When the CLR places an object on the Large Object Heap, is it an "all or nothing" deal? Are class/struct members "split up" and placed in different heaps?
class OneBigObject
{
byte[] bigObject;
public OneBigObject()
{
bigObject = new byte[100000];
}
}
class TwoSmallObjects
{
byte[] smallObject1;
byte[] smallObject2;
public TwoSmallObjects()
{
smallObject1 = new byte[50000];
smallObject2 = new byte[50000];
}
}
class MixedSizeObjects
{
byte[] smallObject1;
byte[] smallObject2;
byte[] bigObject;
public MixedSizeObjects()
{
smallObject1 = new byte[50000];
smallObject2 = new byte[50000];
bigObject = new byte[100000];
}
}
OneBigObject oneBigObject = new OneBigObject();
TwoSmallObjects twoObjects = new TwoSmallObjects();
MixedSizeObjects mixedSizeObjects = new MixedSizeObjects();
Is TwoSmallObjects
placed on the Large Object Heap since its total size is over 85,000 bytes?

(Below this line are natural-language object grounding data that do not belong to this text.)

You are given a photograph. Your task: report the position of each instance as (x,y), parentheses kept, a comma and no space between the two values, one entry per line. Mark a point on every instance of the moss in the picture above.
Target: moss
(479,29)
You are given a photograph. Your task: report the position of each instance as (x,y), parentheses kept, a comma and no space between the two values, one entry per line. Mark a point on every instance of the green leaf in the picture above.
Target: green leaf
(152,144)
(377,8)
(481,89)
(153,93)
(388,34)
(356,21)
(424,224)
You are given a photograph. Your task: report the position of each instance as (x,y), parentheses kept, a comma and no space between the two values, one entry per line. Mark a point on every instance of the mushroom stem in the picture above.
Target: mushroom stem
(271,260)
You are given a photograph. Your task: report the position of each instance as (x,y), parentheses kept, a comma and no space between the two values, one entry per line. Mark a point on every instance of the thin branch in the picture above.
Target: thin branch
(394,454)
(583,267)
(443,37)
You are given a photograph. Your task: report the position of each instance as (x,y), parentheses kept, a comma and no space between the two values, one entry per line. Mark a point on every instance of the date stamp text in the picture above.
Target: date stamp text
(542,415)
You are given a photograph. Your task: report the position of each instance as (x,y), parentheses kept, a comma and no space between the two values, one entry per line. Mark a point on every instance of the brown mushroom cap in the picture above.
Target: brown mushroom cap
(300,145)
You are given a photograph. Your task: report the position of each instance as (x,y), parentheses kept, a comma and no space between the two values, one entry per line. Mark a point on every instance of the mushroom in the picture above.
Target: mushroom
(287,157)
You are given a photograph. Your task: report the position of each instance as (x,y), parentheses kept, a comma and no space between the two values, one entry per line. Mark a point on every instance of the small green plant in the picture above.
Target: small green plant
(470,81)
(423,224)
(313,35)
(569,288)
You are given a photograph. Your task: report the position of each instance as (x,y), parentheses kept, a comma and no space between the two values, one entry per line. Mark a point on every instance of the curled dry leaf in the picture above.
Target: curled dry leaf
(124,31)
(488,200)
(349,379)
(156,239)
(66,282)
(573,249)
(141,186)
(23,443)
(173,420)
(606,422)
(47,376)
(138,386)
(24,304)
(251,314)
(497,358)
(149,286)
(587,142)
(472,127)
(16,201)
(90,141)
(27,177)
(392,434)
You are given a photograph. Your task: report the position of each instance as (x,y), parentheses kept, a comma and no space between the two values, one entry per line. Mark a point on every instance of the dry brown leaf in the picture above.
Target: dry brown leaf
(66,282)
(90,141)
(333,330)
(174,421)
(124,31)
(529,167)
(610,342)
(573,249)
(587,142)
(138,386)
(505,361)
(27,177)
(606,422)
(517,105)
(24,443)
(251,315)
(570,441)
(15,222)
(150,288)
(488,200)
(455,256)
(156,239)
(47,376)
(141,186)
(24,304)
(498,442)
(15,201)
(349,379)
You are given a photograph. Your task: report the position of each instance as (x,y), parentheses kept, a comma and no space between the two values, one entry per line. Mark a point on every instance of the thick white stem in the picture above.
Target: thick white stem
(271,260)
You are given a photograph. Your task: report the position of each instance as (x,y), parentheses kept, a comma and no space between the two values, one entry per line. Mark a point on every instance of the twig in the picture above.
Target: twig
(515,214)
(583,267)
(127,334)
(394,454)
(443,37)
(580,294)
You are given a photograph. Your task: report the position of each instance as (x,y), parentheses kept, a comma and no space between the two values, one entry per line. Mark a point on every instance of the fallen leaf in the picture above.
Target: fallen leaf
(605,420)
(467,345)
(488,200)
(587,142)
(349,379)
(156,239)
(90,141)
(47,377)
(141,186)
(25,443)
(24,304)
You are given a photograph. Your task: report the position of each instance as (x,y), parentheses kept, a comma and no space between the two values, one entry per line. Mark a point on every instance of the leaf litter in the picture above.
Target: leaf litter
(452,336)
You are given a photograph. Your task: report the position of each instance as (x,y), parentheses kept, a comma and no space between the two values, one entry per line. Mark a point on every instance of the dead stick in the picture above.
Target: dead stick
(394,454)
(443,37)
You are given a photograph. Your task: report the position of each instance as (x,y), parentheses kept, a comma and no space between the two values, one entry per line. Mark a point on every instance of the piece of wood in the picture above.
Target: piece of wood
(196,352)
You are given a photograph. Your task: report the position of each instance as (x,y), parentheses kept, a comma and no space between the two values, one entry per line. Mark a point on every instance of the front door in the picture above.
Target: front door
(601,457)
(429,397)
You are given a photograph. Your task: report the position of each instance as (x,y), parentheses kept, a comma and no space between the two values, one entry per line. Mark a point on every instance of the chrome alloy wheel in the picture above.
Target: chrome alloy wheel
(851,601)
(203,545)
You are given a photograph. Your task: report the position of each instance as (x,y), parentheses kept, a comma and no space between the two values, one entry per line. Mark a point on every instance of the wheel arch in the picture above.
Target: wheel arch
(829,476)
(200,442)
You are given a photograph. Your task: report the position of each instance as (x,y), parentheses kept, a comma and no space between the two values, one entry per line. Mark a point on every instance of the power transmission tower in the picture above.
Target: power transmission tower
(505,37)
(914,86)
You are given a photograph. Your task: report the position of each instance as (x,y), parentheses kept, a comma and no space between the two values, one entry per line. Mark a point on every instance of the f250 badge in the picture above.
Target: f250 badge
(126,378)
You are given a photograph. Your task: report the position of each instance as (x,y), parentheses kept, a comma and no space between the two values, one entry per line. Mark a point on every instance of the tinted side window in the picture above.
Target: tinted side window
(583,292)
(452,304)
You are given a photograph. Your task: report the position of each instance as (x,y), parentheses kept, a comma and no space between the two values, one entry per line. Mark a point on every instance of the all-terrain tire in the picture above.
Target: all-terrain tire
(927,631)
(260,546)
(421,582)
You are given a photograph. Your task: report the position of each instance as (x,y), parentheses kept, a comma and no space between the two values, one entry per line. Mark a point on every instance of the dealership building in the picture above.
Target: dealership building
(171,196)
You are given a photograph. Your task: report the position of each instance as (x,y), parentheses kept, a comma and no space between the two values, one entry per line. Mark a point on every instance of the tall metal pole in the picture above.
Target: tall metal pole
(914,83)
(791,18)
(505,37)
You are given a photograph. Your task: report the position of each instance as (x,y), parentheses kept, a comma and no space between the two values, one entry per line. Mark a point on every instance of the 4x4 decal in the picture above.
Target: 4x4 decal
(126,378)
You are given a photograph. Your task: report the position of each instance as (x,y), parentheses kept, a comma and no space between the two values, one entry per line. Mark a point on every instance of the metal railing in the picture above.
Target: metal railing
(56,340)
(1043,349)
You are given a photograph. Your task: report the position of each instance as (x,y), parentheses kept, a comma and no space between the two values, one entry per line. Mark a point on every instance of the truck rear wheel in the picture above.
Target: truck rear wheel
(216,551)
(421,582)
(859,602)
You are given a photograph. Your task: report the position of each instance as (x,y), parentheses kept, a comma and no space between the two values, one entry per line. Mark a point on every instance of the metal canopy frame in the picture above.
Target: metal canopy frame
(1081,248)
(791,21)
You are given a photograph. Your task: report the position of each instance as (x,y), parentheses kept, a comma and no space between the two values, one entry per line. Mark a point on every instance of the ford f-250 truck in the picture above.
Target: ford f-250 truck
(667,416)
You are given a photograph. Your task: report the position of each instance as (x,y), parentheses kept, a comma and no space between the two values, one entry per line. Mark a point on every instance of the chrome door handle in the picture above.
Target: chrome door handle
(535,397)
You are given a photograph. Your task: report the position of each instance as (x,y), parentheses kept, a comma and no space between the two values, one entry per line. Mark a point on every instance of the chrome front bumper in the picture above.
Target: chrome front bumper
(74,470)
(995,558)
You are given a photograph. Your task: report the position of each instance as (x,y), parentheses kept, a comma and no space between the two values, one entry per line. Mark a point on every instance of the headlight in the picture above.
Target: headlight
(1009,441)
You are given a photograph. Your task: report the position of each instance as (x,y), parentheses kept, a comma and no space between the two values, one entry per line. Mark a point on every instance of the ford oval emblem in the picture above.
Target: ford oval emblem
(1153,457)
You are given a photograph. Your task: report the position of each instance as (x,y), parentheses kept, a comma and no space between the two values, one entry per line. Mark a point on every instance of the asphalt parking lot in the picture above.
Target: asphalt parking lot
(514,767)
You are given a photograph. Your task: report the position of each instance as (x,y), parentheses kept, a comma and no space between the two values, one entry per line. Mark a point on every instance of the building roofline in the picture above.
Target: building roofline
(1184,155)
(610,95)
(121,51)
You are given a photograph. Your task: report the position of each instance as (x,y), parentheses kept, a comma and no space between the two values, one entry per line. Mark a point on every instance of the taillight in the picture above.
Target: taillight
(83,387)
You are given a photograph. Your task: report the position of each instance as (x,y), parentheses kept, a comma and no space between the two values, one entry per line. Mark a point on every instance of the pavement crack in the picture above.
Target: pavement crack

Even though both members are individually under the threshold? What about MixedSizeObjects
?
Each of the byte arrays that you are allocating are treated separately from the enclosing class. So the OneBigObject is actually two different CLR objects. One is the OneBigObject instance that is very small and contains just a reference field. The other is the actual byte array of 100,000 instances. The same principle applies to the other classes as well.
Classes and structs are not split up. There is no need because it is hard to imagine anyone creating a type that has enough actual fields to make it 85k in storage size. Large looking objects, like your example, actually consist of references and arrays of references and so are not very big at all.